“one of the leading institutions on the Icelandic cultural scene.”
Founded in 1950, the Iceland Symphony Orchestra is the national orchestra of Iceland and one of the leading institutions on the Icelandic cultural scene. Widely praised for its performances and recordings, each year the orchestra presents a full season of subscription series, school and family concerts, and concerts devoted to modern music. The Orchestra’s home is the award-winning Harpa Concert Hall in Reykjavík
Yan Pascal Tortelier assumed the post of Chief Conductor in September 2016, a role previously held by conductors such as Jean-Pierre Jacquillat, Petri Sakari, Rumon Gamba, Ilan Volkov and Osmo Vänskä, who currently holds the title of Honorary Conductor. Vladimir Ashkenazy has conducted the orchestra regularly since the early 1970s and now holds the position of Conductor Laureate. The Icelandic composer Anna Thorvaldsdóttir is the Orchestra’s Composer-in-Residence. In June 2019 the orchestra announced the appointment of Finnish conductor Eva Ollikainen as Chief Conductor and Artistic Director with an initial four-year contract beginning with the 2020/21 season.
The Iceland Symphony Orchestra has recorded for a number of international labels, including Deutsche Grammophon, BIS, Chandos and Naxos. The orchestra’s complete cycle of Sibelius symphonies under the direction of Petri Sakari was widely praised by critics. Recently the orchestra recorded the complete orchestral works of Vincent d’Indy with Rumon Gamba for the Chandos label. The first volume of the series, released in 2019, was nominated for a Grammy Award for Best Orchestral Performance and is the orchestra’s first CD with Yan Pascal Tortelier, containing both symphonies of Charles Gounod.

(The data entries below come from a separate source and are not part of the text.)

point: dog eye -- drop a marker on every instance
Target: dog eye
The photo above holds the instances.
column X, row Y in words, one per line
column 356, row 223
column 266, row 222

The Iceland Symphony Orchestra has appeared widely throughout Europe, including performances at the BBC Proms and Wiener Musikverein, and in 2018 embarked on a highly successful three-week tour of Japan with Ashkenazy. It has also appeared twice in Carnegie Hall, New York where their performance was described in The New York Times as ‘sensational… one of the finest Sibelius performances I have encountered’.